Buhârî, Ta’bîr 5. Ayrıca bk. Müslim, Salât 207-208; Ebû Dâvûd, Salât 143; Tirmizî, Rü’yâ 2; Nesâî, Tatbîk 9; İbni Mâce, Rü’yâ 1

وعن أبي هريرة رضي الله عنه قال : سمعت رسول الله صَلّى اللهُ عَلَيْهِ وسَلَّم يقول : « لم يَبْقَ مِنَ النُبُوَّة إلا المبُشِّراتُ » قالوا : وَمَا المُبشِّراتُ ؟ قال : « الُّرؤْيَا الصَّالِحةُ » رواه البخاري .

Ebû Hureyre radıyallahu anh’den rivayet edildiğine göre, Nebî sallallahu aleyhi ve sellem şöyle buyurdu:

“Zaman yaklaşınca mü’minin rüyası yalan çıkmaz. Mü’minin rüyası nübüvvetin kırk altı cüzünden biridir.”

Buhârî, Ta’bîr 26; Müslim, Rü’yâ 6. Ayrıca bk. Ebû Dâvûd, Edeb 8; Tirmizî, Rü’yâ 1; İbni Mâce, Rü’yâ  9

Müslim’in bir rivayeti de şöyledir:

“Sizin en doğru rüya görenleriniz, en doğru söyleyenlerinizdir.”

Müslim, Rü’yâ 6

وعنه أن النبي صَلّى اللهُ عَلَيْهِ وسَلَّم قال : « إذَا اقتَربَ الزَّمَانُ لَمْ تَكَدْ رُؤْيَا الُمؤْمن تَكذبُ ، وَرُؤْيَا المُؤْمِنِ جُزْءٌ منْ ستَّةٍ وَأرْبَعيَنَ جُزْءًا مِنَ النُبُوةِ » متفق عليه . وفي رواية:« أصْدَقُكُم رُؤْيَا: أصْدُقكُم حَديثاً ».

Ebû Hureyre radıyallahu anh’den rivayet edildiğine göre, Resûlullah sallallahu aleyhi ve sellem şöyle buyurdu:

“Beni rüyada gören kimse, uyanıkken de öylece görecektir –veya sanki beni uyanıkken görmüş gibidir–. Çünkü şeytan bana benzeyen bir şekle giremez.” 

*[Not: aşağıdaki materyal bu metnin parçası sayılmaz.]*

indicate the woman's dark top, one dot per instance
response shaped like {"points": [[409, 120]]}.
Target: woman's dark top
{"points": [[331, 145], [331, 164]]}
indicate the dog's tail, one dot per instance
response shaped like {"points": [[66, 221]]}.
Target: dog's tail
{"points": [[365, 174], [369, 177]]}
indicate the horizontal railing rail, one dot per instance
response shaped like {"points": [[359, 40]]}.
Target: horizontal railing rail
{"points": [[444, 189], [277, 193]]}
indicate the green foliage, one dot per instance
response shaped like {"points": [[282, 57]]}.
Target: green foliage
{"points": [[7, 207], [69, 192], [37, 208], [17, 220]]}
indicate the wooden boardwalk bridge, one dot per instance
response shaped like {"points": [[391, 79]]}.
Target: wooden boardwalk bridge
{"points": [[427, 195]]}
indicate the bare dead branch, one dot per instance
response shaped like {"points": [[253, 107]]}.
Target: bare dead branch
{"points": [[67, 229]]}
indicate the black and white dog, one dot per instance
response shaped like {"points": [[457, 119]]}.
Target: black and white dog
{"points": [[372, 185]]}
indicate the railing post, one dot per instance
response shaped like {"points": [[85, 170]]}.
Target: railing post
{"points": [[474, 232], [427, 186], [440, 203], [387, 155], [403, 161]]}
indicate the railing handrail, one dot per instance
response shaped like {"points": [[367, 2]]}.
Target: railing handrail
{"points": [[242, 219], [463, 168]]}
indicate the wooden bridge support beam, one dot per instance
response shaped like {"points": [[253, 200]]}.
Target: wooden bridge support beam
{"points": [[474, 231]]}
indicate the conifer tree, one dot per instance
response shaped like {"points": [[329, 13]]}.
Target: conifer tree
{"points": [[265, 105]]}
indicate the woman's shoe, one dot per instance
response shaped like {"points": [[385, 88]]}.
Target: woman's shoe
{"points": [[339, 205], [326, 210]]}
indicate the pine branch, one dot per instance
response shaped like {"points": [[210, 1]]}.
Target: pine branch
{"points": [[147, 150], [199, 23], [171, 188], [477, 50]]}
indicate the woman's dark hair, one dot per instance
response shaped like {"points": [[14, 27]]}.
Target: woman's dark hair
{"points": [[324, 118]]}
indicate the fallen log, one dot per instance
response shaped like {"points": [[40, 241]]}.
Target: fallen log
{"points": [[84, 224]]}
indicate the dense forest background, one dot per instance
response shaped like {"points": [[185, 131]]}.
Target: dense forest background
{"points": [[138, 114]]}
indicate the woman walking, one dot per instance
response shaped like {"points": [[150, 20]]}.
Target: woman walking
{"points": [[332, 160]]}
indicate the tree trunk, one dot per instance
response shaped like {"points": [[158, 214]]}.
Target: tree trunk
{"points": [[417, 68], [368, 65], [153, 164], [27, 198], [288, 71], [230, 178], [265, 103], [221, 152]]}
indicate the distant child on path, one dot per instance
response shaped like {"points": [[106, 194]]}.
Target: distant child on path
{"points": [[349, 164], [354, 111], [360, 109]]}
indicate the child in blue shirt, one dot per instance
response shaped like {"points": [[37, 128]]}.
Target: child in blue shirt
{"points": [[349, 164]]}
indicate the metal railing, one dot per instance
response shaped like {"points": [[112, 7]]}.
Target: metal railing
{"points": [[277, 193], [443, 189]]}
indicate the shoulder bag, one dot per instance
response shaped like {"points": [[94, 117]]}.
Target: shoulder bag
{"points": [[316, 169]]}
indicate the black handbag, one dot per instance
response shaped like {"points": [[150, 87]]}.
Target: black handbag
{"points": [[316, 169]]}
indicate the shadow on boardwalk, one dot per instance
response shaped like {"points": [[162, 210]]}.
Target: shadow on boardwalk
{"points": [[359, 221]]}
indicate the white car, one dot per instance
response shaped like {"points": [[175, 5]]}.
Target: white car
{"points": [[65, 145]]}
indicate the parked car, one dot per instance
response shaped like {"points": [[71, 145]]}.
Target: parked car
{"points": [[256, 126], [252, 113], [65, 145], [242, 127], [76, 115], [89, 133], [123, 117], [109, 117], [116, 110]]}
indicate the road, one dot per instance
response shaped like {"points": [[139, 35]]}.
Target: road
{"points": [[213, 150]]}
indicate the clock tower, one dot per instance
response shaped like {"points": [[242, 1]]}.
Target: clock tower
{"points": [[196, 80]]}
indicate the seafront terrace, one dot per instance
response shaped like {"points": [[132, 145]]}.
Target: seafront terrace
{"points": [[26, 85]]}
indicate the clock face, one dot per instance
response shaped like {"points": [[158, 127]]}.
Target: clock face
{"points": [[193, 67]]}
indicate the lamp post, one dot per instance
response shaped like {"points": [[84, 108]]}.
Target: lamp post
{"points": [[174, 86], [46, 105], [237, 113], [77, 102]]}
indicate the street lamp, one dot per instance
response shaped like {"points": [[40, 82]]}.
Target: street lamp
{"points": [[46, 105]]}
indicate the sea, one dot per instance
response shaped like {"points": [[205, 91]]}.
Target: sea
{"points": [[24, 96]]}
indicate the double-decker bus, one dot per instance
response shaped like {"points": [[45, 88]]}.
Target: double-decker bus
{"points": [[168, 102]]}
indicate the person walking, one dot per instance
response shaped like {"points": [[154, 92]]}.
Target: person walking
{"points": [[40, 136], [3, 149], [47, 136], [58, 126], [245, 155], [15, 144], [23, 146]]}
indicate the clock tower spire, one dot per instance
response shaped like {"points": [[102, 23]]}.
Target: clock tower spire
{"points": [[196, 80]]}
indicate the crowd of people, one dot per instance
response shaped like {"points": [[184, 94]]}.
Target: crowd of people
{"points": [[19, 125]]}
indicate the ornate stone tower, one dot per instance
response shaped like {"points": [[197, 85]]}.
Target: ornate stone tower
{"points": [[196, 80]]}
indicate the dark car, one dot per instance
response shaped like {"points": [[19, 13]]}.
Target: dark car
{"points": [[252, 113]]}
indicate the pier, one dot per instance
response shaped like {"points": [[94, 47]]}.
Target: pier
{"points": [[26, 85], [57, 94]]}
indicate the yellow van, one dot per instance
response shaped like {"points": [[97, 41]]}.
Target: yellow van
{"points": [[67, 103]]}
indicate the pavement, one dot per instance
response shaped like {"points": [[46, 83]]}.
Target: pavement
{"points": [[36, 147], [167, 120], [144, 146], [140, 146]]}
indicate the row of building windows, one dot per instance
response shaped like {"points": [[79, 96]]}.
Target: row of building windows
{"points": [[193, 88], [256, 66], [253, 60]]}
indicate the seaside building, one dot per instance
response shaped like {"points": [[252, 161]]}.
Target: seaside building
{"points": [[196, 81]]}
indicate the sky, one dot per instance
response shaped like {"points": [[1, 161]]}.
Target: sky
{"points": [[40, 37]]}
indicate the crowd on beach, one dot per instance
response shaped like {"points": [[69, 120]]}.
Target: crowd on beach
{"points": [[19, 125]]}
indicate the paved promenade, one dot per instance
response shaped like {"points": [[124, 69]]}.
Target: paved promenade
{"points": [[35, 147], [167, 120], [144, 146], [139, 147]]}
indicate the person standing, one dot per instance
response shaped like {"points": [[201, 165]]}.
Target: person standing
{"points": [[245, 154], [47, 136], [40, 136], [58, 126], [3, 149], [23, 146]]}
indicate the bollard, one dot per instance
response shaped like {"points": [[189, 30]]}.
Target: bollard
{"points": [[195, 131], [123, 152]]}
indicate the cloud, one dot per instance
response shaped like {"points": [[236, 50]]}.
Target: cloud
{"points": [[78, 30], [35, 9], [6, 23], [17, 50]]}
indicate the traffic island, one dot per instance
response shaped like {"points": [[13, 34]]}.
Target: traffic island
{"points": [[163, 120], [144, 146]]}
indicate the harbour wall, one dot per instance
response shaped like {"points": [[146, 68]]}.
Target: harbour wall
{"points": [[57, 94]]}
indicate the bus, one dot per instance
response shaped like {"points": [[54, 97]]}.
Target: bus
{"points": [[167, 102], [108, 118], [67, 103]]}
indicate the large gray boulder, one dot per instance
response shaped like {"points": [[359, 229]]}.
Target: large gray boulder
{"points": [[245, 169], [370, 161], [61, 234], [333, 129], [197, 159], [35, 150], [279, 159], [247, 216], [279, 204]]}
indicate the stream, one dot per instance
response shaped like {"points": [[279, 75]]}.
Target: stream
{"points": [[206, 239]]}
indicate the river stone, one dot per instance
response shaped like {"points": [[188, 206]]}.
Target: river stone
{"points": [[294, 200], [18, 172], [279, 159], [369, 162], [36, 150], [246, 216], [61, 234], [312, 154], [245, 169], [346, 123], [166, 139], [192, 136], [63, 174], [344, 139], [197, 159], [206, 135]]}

Buhârî, İlm 38; Ta’bîr 10; Müslim, Rü’yâ 11. Ayrıca bk. Ebû Dâvûd, Edeb;88 Tirmizî, Rü’yâ 4, 7; İbni Mâce, Rü’yâ 2  ;                                                                                      

وعنه قال : قال رسول الله صَلّى اللهُ عَلَيْهِ وسَلَّم : « مَنْ رآني في المنَامِ فَسَيَرَانيِ في الَيَقَظَةِ أوْ كأنَّمَا رآني في اليَقَظَةِ  لايَتَمثَّلُ الشَّيْطانُ بي » . متفق عليه .  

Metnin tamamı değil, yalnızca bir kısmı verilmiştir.